How many IDs are there? How many columns? Are there any categorical columns? Why?

Casting Metadata Column Types

In the Metadata tutorial we learned about column types and utilizing the qiime tools cast-metadata tool to specifiy column types within a provided metadata file. Below we will go through a few scenarios of how this tool can be used, and some common mistakes that may come up.

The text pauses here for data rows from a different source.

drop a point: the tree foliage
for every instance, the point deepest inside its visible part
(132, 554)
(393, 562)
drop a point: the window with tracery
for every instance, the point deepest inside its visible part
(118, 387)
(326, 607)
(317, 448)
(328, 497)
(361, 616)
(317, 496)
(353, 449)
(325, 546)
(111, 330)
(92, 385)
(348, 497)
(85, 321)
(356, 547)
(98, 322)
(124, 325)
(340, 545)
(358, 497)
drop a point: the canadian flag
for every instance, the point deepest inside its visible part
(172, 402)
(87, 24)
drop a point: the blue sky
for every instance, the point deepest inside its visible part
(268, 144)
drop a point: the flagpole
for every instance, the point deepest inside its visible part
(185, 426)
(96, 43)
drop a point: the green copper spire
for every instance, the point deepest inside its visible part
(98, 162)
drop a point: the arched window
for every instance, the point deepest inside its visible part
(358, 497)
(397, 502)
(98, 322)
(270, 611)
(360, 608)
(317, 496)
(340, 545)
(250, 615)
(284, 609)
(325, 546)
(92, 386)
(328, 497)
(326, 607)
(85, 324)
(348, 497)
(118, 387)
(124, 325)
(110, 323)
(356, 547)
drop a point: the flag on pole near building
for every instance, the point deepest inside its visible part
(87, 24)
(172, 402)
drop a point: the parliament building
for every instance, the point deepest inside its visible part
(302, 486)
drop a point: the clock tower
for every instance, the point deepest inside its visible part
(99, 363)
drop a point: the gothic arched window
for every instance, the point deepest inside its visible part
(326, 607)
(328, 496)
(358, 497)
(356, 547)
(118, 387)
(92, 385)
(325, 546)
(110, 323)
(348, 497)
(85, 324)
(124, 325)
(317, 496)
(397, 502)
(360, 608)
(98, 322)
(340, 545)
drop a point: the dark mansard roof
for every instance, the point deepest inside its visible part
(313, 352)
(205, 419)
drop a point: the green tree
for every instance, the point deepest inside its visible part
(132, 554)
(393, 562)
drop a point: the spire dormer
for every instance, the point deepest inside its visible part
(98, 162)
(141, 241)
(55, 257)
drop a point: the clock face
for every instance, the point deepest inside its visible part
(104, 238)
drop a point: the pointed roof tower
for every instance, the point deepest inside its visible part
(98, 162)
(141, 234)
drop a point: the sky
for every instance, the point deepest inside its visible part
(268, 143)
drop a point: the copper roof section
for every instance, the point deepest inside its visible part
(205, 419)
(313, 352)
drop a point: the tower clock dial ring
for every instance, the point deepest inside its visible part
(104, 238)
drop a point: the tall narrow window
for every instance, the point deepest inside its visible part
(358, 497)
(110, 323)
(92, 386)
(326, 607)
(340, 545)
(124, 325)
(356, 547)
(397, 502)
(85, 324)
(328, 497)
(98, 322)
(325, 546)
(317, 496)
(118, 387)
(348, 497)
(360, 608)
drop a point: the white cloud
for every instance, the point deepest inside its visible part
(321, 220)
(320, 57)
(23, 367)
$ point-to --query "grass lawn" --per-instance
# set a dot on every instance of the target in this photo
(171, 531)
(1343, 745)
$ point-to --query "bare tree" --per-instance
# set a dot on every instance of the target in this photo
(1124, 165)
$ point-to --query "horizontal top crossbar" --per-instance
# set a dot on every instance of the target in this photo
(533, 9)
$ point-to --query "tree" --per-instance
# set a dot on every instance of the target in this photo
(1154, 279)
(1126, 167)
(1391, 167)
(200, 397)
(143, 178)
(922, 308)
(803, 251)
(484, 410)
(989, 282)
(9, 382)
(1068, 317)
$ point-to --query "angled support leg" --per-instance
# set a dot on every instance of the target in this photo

We’ll start by first downloading some sample metadata. Note: This is the same sample metadata used in the Inspect Metadata section, so you can skip this step if you have already downloaded the sample_metadata.tsv file from above.

Please select a download option that is most appropriate for your environment:
wget \
  -O "sample_metadata.tsv" \
  "https://data.qiime2.org/2024.10/tutorials/pd-mice/sample_metadata.tsv"
curl -sL \
  "https://data.qiime2.org/2024.10/tutorials/pd-mice/sample_metadata.tsv" > \
  "sample_metadata.tsv"

In this example, we will cast the days_post_transplant column from numeric to categorical, and the mouse_id column from categorical to numeric. The rest of the columns contained within our metadata will be left as-is.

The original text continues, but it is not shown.